Caston Compact  |  im Januar 2011  |
Jean-François Chronowski, Avocat à la Cour (Lyon),
Martin Heitmüller, Rechtsanwalt in Hannover,
Maître en Droit (Frankreich) |

Frankreich hat im Jahre 1994 die Rechtsform der vereinfachten Aktiengesellschaft – Société par actions simplifiée – SAS, eingeführt. Der Grund für diese neue Gesellschaftsform lag darin, dass sich viele Nutzer einer Aktiengesellschaft (Société Anonyme/SA) über deren mangelnde Flexibilität beklagt hatten. Dabei war die Grundidee, den Nutzern eine Organisationsform für ein Unternehmen anzubieten, bei der die grundlegenden Regeln der Zusammenarbeit auf Parteivereinbarungen beruhen. Ergänzend geltend die Bestimmungen zur Aktiengesellschaft (SA). Inzwischen hat sich die SAS zu einer sehr beliebten Gesellschaftsform in Frankreich entwickelt:

 

  2000 2010
     
SA     (AG) 225.000 140.000
SAS  (vereinfachte AG) 4.500 113.500

 

Die Zahlen zeigen, dass die SAS insbesondere gegenüber der SA in den letzen Jahren sehr beliebt geworden ist.
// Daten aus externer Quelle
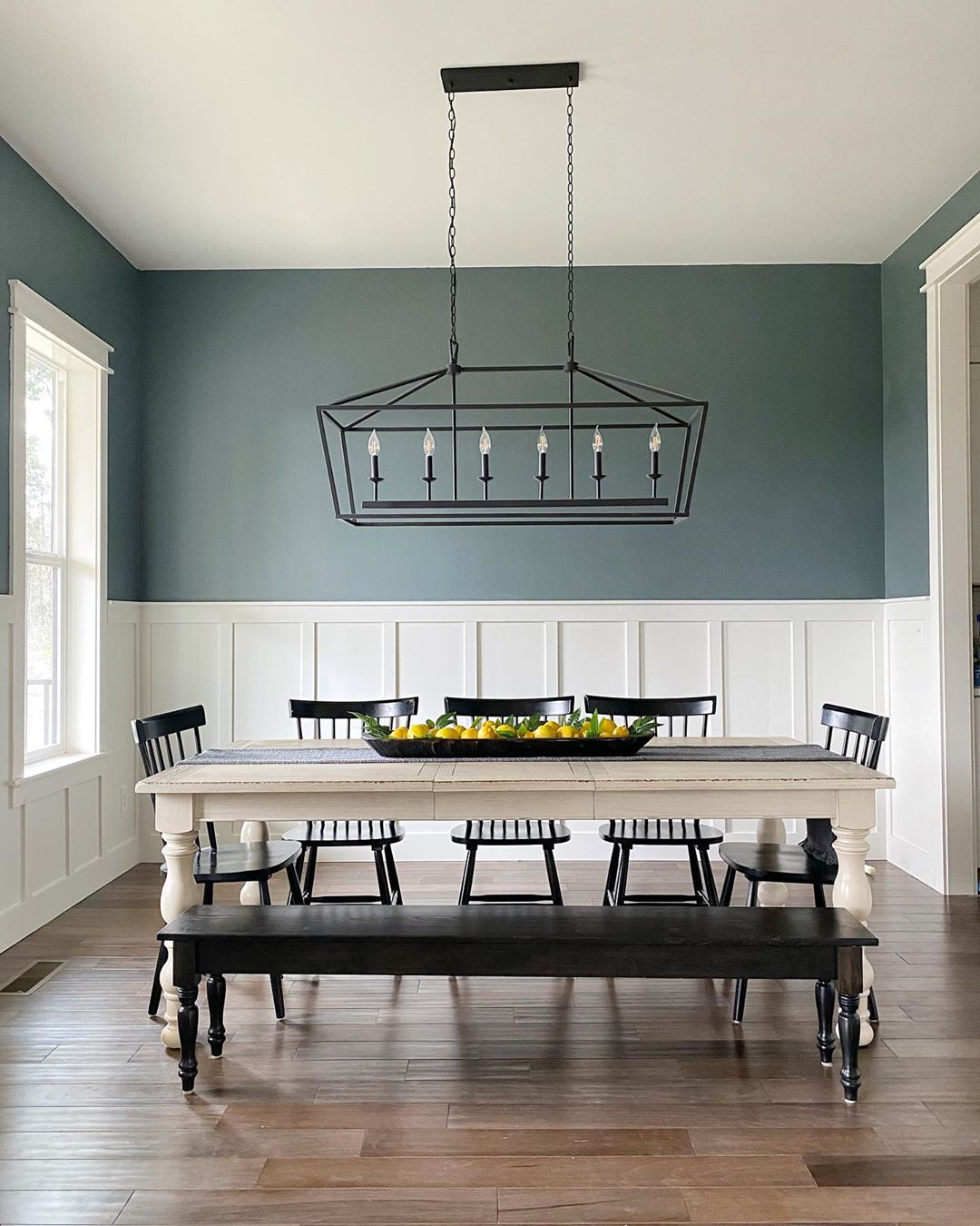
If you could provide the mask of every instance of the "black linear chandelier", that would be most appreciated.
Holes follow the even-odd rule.
[[[575,354],[572,92],[578,86],[578,64],[443,69],[442,86],[448,96],[450,125],[450,360],[436,370],[317,408],[334,515],[347,524],[372,527],[675,524],[687,519],[707,401],[594,370],[582,365]],[[565,360],[544,365],[462,365],[456,330],[456,94],[560,88],[567,94],[568,146]],[[516,401],[507,395],[489,400],[488,381],[506,384],[507,376],[522,380],[522,394],[527,379],[559,380],[561,395],[538,401]],[[475,387],[475,400],[467,398],[468,384]],[[415,398],[421,391],[428,395]],[[436,402],[432,397],[440,394],[445,398]],[[499,488],[517,497],[490,494],[491,433],[500,435],[499,451],[503,451],[506,466],[496,473],[503,478]],[[385,476],[382,440],[388,468]],[[557,460],[556,440],[564,444]],[[578,454],[577,440],[586,443]],[[419,467],[417,446],[421,447]],[[608,478],[610,493],[604,493]],[[380,495],[385,481],[390,482],[391,498]],[[424,493],[413,498],[418,481]],[[551,481],[555,497],[546,489]],[[535,483],[533,497],[519,497],[524,490],[532,495]],[[560,497],[559,489],[567,489],[567,498]],[[588,497],[579,493],[583,489]]]

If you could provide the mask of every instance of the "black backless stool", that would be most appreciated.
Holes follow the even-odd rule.
[[[849,706],[834,706],[828,702],[821,712],[820,722],[827,729],[824,749],[833,749],[835,732],[844,733],[838,753],[850,758],[861,766],[876,770],[881,747],[888,734],[888,716],[873,715],[870,711],[855,711]],[[746,905],[758,905],[758,886],[761,881],[783,881],[786,885],[810,885],[813,890],[813,904],[827,906],[826,888],[837,880],[837,852],[833,848],[834,835],[828,818],[807,818],[806,839],[797,846],[786,843],[722,843],[719,853],[728,864],[725,883],[722,886],[722,906],[729,906],[735,888],[735,877],[741,874],[748,881]],[[731,1020],[741,1022],[745,1016],[745,993],[747,980],[735,984],[735,1004]],[[875,989],[867,993],[867,1010],[871,1021],[878,1020],[875,1003]]]
[[[528,715],[571,715],[575,696],[564,698],[447,698],[446,710],[454,711],[474,723],[477,720],[499,720]],[[555,867],[555,846],[568,842],[571,830],[564,821],[555,820],[506,820],[467,821],[453,826],[450,839],[467,850],[463,883],[459,886],[459,904],[468,902],[552,902],[562,906],[559,870]],[[548,894],[474,894],[473,874],[477,869],[477,852],[480,847],[540,847],[548,873]]]
[[[158,775],[168,766],[174,766],[183,761],[189,750],[184,748],[184,733],[189,736],[189,742],[194,744],[190,753],[201,753],[201,728],[205,727],[205,709],[202,706],[185,706],[179,711],[165,711],[162,715],[148,715],[145,720],[132,721],[132,738],[140,750],[143,770],[147,775]],[[153,807],[157,798],[151,793],[149,799]],[[198,842],[197,855],[194,857],[194,879],[198,885],[203,885],[202,902],[211,906],[214,901],[214,886],[222,881],[257,881],[258,897],[263,906],[270,906],[272,899],[268,891],[268,881],[276,873],[285,872],[289,881],[289,901],[300,902],[299,872],[296,863],[303,848],[299,843],[285,842],[282,839],[270,839],[268,842],[229,842],[218,843],[214,836],[214,824],[205,823],[207,830],[207,847],[201,847]],[[167,875],[167,864],[160,864],[160,873]],[[157,954],[157,969],[153,972],[153,987],[149,989],[149,1005],[147,1013],[151,1018],[157,1016],[160,1007],[160,971],[167,961],[167,945],[159,943]],[[272,1003],[276,1007],[276,1016],[282,1020],[285,1016],[285,1002],[283,1000],[282,975],[270,975],[272,984]]]
[[[644,717],[662,721],[654,729],[655,737],[707,737],[708,718],[714,715],[717,705],[713,694],[704,698],[608,698],[587,694],[584,698],[586,711],[598,711],[625,725]],[[718,890],[708,858],[708,848],[725,837],[717,826],[692,818],[620,819],[599,826],[599,837],[612,843],[603,906],[677,902],[718,906]],[[686,847],[693,894],[628,894],[626,880],[633,847]]]
[[[293,698],[289,700],[289,717],[296,721],[296,734],[304,739],[304,720],[307,731],[320,741],[326,737],[349,738],[360,736],[359,715],[370,715],[387,728],[407,725],[419,709],[417,698],[365,699],[363,702],[334,702],[317,699]],[[303,874],[304,902],[380,902],[383,906],[401,905],[402,886],[394,867],[392,847],[405,836],[397,821],[304,821],[285,834],[301,848],[300,872]],[[375,861],[377,894],[314,894],[316,857],[321,847],[369,847]]]

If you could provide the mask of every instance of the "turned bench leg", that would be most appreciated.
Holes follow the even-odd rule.
[[[180,1035],[180,1063],[176,1069],[180,1074],[180,1086],[184,1094],[194,1091],[194,1081],[197,1076],[197,986],[190,988],[178,987],[176,997],[180,1008],[176,1011],[176,1031]]]
[[[834,1054],[834,986],[829,980],[817,980],[817,1047],[820,1062],[831,1067]]]
[[[221,1059],[224,1051],[224,976],[208,975],[207,977],[207,1011],[208,1027],[207,1041],[211,1043],[211,1054],[214,1059]]]
[[[861,1042],[861,1019],[858,1009],[864,991],[864,950],[849,945],[837,951],[837,1030],[840,1035],[840,1084],[844,1101],[856,1102],[861,1085],[858,1072],[858,1048]]]

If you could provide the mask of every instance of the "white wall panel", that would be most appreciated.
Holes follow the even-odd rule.
[[[24,805],[24,890],[29,899],[67,875],[65,793]]]
[[[99,780],[69,790],[69,872],[77,873],[99,858]]]
[[[641,685],[650,698],[710,694],[708,622],[643,622]],[[718,729],[720,731],[720,721]]]
[[[820,722],[824,702],[875,711],[875,623],[807,622],[806,624],[806,736],[822,743]]]
[[[398,625],[398,694],[419,695],[419,714],[434,718],[447,694],[466,695],[464,625],[402,622]]]
[[[729,737],[793,734],[793,625],[726,622],[725,721]]]
[[[380,622],[323,622],[316,628],[316,696],[396,698],[385,691],[385,626]]]
[[[541,622],[481,622],[479,693],[524,698],[548,693],[546,631]]]
[[[559,629],[559,689],[575,694],[625,694],[626,623],[562,622]]]
[[[304,677],[304,623],[239,622],[234,634],[234,737],[295,737],[290,698],[312,698]]]
[[[221,626],[196,622],[160,623],[148,626],[149,695],[141,715],[175,711],[203,704],[206,745],[221,743],[222,705],[230,695],[222,693],[219,668]]]

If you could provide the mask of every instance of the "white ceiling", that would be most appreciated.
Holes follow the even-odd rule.
[[[582,264],[877,261],[980,169],[978,0],[0,0],[0,134],[140,267],[440,265],[440,67],[564,59]],[[457,112],[461,264],[562,262],[564,97]]]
Tatsächlich gibt es im wesentlichen nur noch einen Grund, eine SA zu gründen, nämlich eine geplante Börsenzulassung.

 

Die Gründung der SAS

Die SAS verlangt inzwischen kein Mindestkapital mehr (Gesetz vom 4. August 2008), demgegenüber benötigt die SA 37.000 EUR). Die Satzung (im Französischen „Statuts“) muss die Höhe des Gesellschaftskapitals bestimmen, sie kann auch variables Kapital vorsehen, das den Eintritt neuer Investoren während des Bestehens der Gesellschaft erleichtert. Die Kapitaleinlage kann in zwei Stufen erfolgen, mit einer Hälfte bei Gründung der Gesellschaft und dem Rest spätestens nach fünf Jahren.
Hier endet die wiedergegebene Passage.